Des avancées thérapeutiques prometteuses
La stratégie thérapeutique dépend de l’âge du patient, de l’étendue du cancer et de son agressivité, précise Dr. Chakroun « Pour les tumeurs à évolution très lente, les médecins peuvent choisir de surveiller régulièrement l’évolution sans traiter immédiatement, la chirurgie c’est-à-dire l’ablation de la prostate (prostatectomie), souvent réalisée par chirurgie robotique. La radiothérapie est aussi utilisée pour détruire les cellules cancéreuses. D’autres traitements peuvent être utilisés tels que l’hormonothérapie, la chimiothérapie ou thérapies ciblées, généralement envisagées si la maladie est plus avancée. Cependant, de nombreuses nouvelles voies de traitement se développent ces dernières années comme notamment la thérapie génique qui permet d’importer la copie d’un gène fonctionnel dans une cellule cible, éliminer ou réparer un gène altéré directement dans la cellule, modifier l’ARN pour obtenir une protéine fonctionnelle, ou encore détruire des cellules tumorales. Grâce aux progrès de la recherche et des traitements, le cancer de la prostate est aujourd’hui l’un des cancers ayant les meilleurs taux deguérison, à condition d’être diagnostiqué à temps ».
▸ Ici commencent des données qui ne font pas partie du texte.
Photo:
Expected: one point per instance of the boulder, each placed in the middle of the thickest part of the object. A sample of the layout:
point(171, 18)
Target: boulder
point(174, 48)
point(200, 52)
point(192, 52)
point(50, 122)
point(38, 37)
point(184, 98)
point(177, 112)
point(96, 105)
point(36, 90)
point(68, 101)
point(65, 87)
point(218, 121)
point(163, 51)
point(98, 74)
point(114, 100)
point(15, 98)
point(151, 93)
Le rôle de la chirurgie robotisée
Dans le cadre du traitement du cancer de la prostate localisé ou localement avancé, la prostatectomie radicale s’avère être un des traitements de référence. Cette intervention courante peut être réalisée de différentes manières par voie ouverte encore appelée la parotomie par cœlioscopie et par chirurgie assistée qui est à la pointe de la technologie. Cette chirurgie pratiquée en Tunisie, précise Dr Chakroun permet de limiter au maximum les séquelles, d’être la moins invasive possible. Le chirurgien reste maître des mouvements du robot durant toute l’opération de l’ablation de la prostate. Elle a pour objectif de retirer la tumeur cancéreuse. D’une grande précision, cette chirurgie mini-invasive épargne les tissus sains. L’Intelligence Artificielle aide désormais les médecins à créer des plans de traitement personnalisés en fonction de l’âge du patient, de ses antécédents médicaux, des résultats des tests et d’autres facteurs préoccupants.Dans le cas du cancer de la prostate, elle aide désormais les urologues à prendre des décisions plus intelligentes et plus sûres pour leurs patients. L’IA n’est pas seulement utile pendant le diagnostic ou la chirurgie. Elle joue également un rôle important dans le suivi des patients après le traitement.